Measuring the Carbon Footprint of Machine Learning: Krallmann’s Carbon Monitor

2 min readJan 16, 2023

This is a blog post-version of the recent live talk of Tibebu Biru in the clean-IT openXchange series. In his live talk, Biru introduces the Carbon Monitor for Machine Learning (CMML) The recording of the live talk can be found in the clean-IT Forum on openHPI.

Introduction

Krallmann AG is passionate about its cleanAI initiatives, and as part of its cleanIT curriculum, it's developing a carbon monitor for machine learning.

In this blog post, we will discuss the importance of measuring the carbon footprint for machine learning, and the features Krallmann’s carbon monitor will have. We will also discuss the three options there are for carbon footprint estimation.

Why Measure Carbon Footprints for Machine Learning?

The use of machine learning has led to many great results and benefits, but it also requires a large amount of energy to process data and train models. In order to ensure that machine learning initiatives are environmentally sustainable, it is essential to measure and track the carbon footprint of machine learning models. Such measurements would allow comparing different models in terms of their carbon footprints and identify optimization opportunities.

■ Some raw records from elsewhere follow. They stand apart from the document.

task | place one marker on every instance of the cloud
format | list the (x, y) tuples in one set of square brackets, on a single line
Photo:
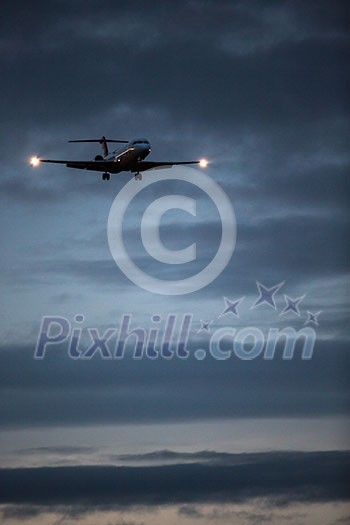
[(280, 477), (101, 391)]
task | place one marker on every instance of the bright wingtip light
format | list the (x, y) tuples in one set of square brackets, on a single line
[(35, 161)]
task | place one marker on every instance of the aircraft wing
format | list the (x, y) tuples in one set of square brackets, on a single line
[(93, 165), (145, 165)]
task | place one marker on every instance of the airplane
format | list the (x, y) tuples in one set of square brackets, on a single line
[(128, 158)]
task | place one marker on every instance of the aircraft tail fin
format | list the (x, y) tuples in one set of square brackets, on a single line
[(103, 141)]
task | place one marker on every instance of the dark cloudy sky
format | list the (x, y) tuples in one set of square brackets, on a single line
[(261, 90)]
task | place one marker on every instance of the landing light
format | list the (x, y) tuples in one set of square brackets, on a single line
[(35, 161)]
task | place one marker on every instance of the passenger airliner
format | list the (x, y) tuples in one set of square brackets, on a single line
[(128, 158)]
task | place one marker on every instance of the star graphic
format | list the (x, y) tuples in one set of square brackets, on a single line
[(312, 318), (266, 295), (231, 306), (204, 326), (292, 305)]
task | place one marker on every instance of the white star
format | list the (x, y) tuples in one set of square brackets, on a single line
[(312, 318), (267, 295), (231, 306), (292, 304)]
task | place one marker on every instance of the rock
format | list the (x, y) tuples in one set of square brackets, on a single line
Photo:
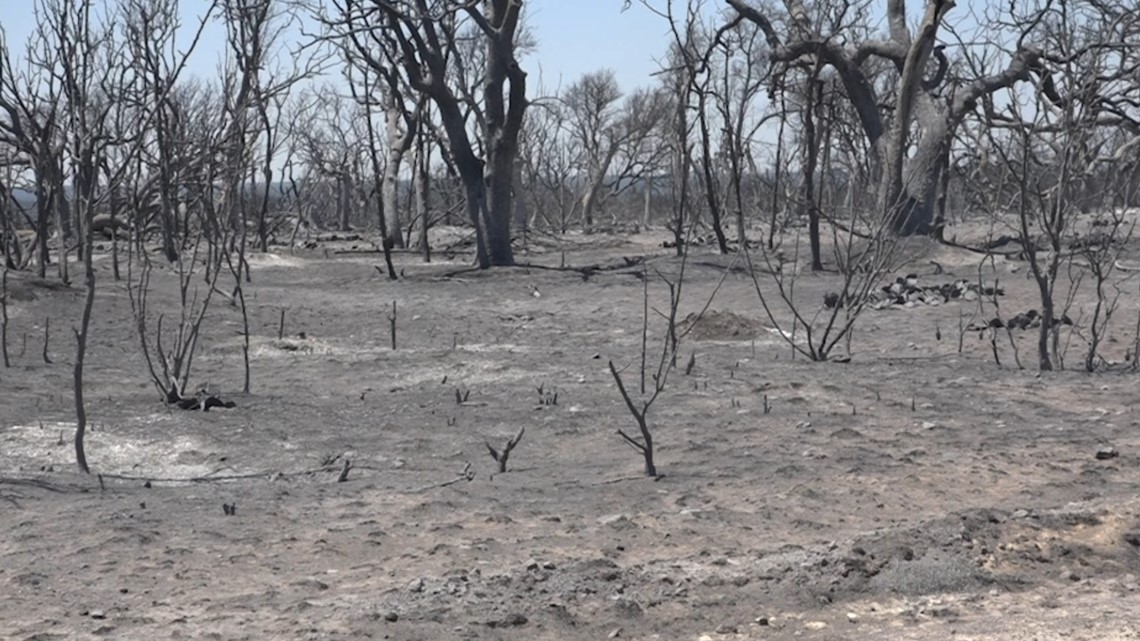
[(612, 519), (1107, 453), (514, 619)]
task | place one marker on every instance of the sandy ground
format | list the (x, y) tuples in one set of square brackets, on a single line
[(917, 492)]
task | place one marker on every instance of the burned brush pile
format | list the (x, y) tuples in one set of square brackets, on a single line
[(906, 292)]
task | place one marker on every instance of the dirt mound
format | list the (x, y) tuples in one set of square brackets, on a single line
[(721, 326)]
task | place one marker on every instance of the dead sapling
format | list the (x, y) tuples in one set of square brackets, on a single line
[(502, 457), (47, 337), (391, 322), (3, 316), (547, 397)]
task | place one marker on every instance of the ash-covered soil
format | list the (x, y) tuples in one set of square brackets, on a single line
[(917, 492)]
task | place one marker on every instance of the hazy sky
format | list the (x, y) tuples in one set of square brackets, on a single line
[(573, 37)]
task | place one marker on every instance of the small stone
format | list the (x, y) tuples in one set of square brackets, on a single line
[(612, 519), (515, 619), (1107, 453)]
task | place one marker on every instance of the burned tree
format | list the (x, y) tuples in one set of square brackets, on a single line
[(910, 124), (428, 34)]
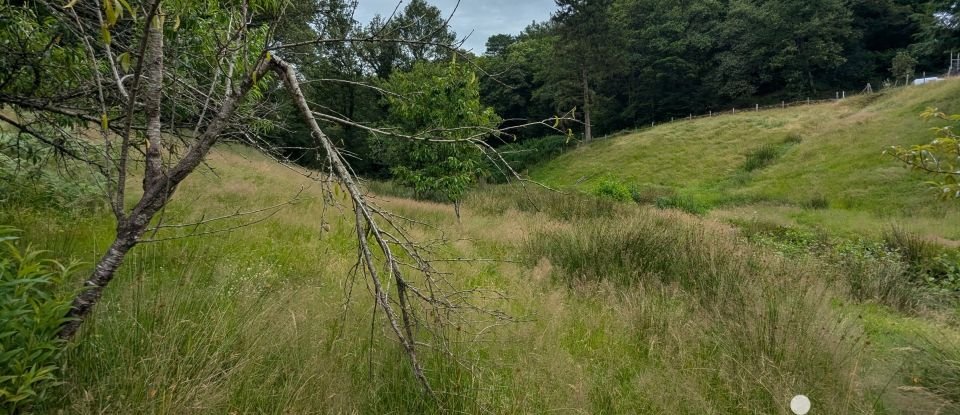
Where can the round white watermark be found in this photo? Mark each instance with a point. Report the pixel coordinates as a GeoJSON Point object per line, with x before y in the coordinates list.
{"type": "Point", "coordinates": [800, 405]}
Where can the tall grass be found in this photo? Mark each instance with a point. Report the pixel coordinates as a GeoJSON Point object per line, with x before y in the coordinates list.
{"type": "Point", "coordinates": [755, 329]}
{"type": "Point", "coordinates": [618, 309]}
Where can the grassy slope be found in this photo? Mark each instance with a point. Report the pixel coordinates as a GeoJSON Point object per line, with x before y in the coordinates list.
{"type": "Point", "coordinates": [253, 321]}
{"type": "Point", "coordinates": [839, 158]}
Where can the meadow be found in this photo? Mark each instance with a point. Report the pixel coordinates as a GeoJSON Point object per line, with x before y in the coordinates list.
{"type": "Point", "coordinates": [817, 167]}
{"type": "Point", "coordinates": [616, 308]}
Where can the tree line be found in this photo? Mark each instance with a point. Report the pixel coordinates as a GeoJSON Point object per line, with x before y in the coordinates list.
{"type": "Point", "coordinates": [626, 63]}
{"type": "Point", "coordinates": [620, 64]}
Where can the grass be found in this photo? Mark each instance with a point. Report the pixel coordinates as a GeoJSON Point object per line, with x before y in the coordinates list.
{"type": "Point", "coordinates": [621, 309]}
{"type": "Point", "coordinates": [817, 166]}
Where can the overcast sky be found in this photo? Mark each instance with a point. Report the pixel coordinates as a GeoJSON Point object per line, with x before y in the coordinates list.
{"type": "Point", "coordinates": [483, 17]}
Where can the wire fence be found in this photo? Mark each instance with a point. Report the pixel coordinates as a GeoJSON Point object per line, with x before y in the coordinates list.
{"type": "Point", "coordinates": [838, 97]}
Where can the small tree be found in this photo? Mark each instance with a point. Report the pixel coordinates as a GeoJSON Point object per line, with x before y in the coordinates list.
{"type": "Point", "coordinates": [433, 102]}
{"type": "Point", "coordinates": [940, 157]}
{"type": "Point", "coordinates": [903, 66]}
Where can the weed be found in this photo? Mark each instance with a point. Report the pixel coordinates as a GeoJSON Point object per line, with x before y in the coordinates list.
{"type": "Point", "coordinates": [684, 203]}
{"type": "Point", "coordinates": [761, 157]}
{"type": "Point", "coordinates": [611, 188]}
{"type": "Point", "coordinates": [33, 304]}
{"type": "Point", "coordinates": [817, 202]}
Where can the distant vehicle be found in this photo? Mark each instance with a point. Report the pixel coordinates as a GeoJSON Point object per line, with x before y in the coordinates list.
{"type": "Point", "coordinates": [921, 81]}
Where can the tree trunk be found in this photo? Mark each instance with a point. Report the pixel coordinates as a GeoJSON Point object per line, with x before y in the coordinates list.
{"type": "Point", "coordinates": [159, 183]}
{"type": "Point", "coordinates": [93, 288]}
{"type": "Point", "coordinates": [456, 210]}
{"type": "Point", "coordinates": [587, 128]}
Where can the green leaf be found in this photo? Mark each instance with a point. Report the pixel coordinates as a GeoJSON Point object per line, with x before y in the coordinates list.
{"type": "Point", "coordinates": [125, 61]}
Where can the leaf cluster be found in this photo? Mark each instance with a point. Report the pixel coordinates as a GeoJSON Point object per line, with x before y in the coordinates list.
{"type": "Point", "coordinates": [939, 157]}
{"type": "Point", "coordinates": [33, 304]}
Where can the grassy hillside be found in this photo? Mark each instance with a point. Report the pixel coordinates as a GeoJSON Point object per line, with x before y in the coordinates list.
{"type": "Point", "coordinates": [618, 309]}
{"type": "Point", "coordinates": [821, 156]}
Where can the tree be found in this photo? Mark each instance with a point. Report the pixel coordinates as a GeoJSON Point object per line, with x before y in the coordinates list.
{"type": "Point", "coordinates": [586, 50]}
{"type": "Point", "coordinates": [161, 82]}
{"type": "Point", "coordinates": [903, 66]}
{"type": "Point", "coordinates": [498, 44]}
{"type": "Point", "coordinates": [940, 157]}
{"type": "Point", "coordinates": [439, 98]}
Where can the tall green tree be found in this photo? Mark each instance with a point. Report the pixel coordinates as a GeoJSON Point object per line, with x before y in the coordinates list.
{"type": "Point", "coordinates": [439, 104]}
{"type": "Point", "coordinates": [587, 51]}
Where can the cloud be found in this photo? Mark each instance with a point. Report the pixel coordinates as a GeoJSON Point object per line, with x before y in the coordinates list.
{"type": "Point", "coordinates": [483, 18]}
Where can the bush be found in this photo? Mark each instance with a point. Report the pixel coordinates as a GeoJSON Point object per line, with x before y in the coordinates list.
{"type": "Point", "coordinates": [649, 194]}
{"type": "Point", "coordinates": [684, 203]}
{"type": "Point", "coordinates": [26, 178]}
{"type": "Point", "coordinates": [818, 202]}
{"type": "Point", "coordinates": [928, 263]}
{"type": "Point", "coordinates": [528, 153]}
{"type": "Point", "coordinates": [498, 200]}
{"type": "Point", "coordinates": [32, 309]}
{"type": "Point", "coordinates": [613, 189]}
{"type": "Point", "coordinates": [793, 139]}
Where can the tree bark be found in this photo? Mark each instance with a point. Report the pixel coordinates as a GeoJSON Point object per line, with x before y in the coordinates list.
{"type": "Point", "coordinates": [159, 183]}
{"type": "Point", "coordinates": [587, 128]}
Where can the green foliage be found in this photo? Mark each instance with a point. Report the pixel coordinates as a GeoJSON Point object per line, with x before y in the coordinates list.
{"type": "Point", "coordinates": [439, 104]}
{"type": "Point", "coordinates": [761, 157]}
{"type": "Point", "coordinates": [695, 268]}
{"type": "Point", "coordinates": [612, 188]}
{"type": "Point", "coordinates": [682, 202]}
{"type": "Point", "coordinates": [817, 202]}
{"type": "Point", "coordinates": [26, 179]}
{"type": "Point", "coordinates": [33, 304]}
{"type": "Point", "coordinates": [903, 66]}
{"type": "Point", "coordinates": [928, 264]}
{"type": "Point", "coordinates": [499, 200]}
{"type": "Point", "coordinates": [940, 157]}
{"type": "Point", "coordinates": [530, 152]}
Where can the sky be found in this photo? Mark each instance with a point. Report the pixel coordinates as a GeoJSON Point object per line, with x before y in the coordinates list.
{"type": "Point", "coordinates": [483, 17]}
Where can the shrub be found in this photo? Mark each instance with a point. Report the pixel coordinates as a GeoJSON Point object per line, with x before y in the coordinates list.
{"type": "Point", "coordinates": [761, 157]}
{"type": "Point", "coordinates": [928, 263]}
{"type": "Point", "coordinates": [684, 203]}
{"type": "Point", "coordinates": [612, 189]}
{"type": "Point", "coordinates": [528, 153]}
{"type": "Point", "coordinates": [793, 139]}
{"type": "Point", "coordinates": [818, 202]}
{"type": "Point", "coordinates": [650, 194]}
{"type": "Point", "coordinates": [497, 200]}
{"type": "Point", "coordinates": [32, 308]}
{"type": "Point", "coordinates": [26, 178]}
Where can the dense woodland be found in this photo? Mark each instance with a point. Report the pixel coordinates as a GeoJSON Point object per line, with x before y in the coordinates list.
{"type": "Point", "coordinates": [625, 63]}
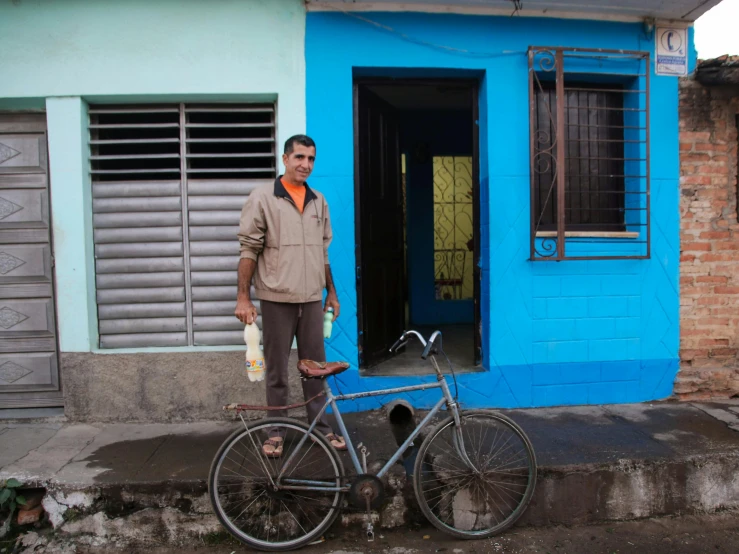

Features of Krallmann’s Carbon Monitor

Figure 1: Carbon impact of fine-tuning a BERT model for code classification

Krallmann’s carbon monitor will be Python-based and easy to integrate into existing code bases. It will also be extensible and flexible, allowing users to choose the power measurement tools they want to use, and measure the power usage of the hardware in real-time. Additionally, the carbon monitor will be able to track energy consumption over time.

A similar open-source library that is already available is called CodeCarbon (https://github.com/mlco2/codecarbon).

Carbon Footprint Estimation

The carbon footprint estimation of Krallmann’s Carbon Monitor consists of three parts:

global energy mix data
country emissions data
cloud emissions data

The global energy mix data and country emissions data will be used to estimate the carbon footprint from hardware energy consumption.

The cloud emissions data will be used to estimate the cloud emissions of cloud services, such as Google Cloud Platform, Amazon, and Microsoft Azure.

The power usage effectiveness (PUE), which describes the energy efficiency of a data center, will be used in the estimation process.

Conclusion

Krallmann’s carbon monitor for machine learning is an important part of their cleanAI initiative. By measuring and tracking carbon footprints for machine learning, they will be able to compare AI models in terms of their carbon footprint and identify optimization opportunities. The carbon monitor will be Python-based and will have various features, such as the ability to track energy consumption over time. Additionally, various data points will be used to estimate the carbon emissions from the measured energy consumption.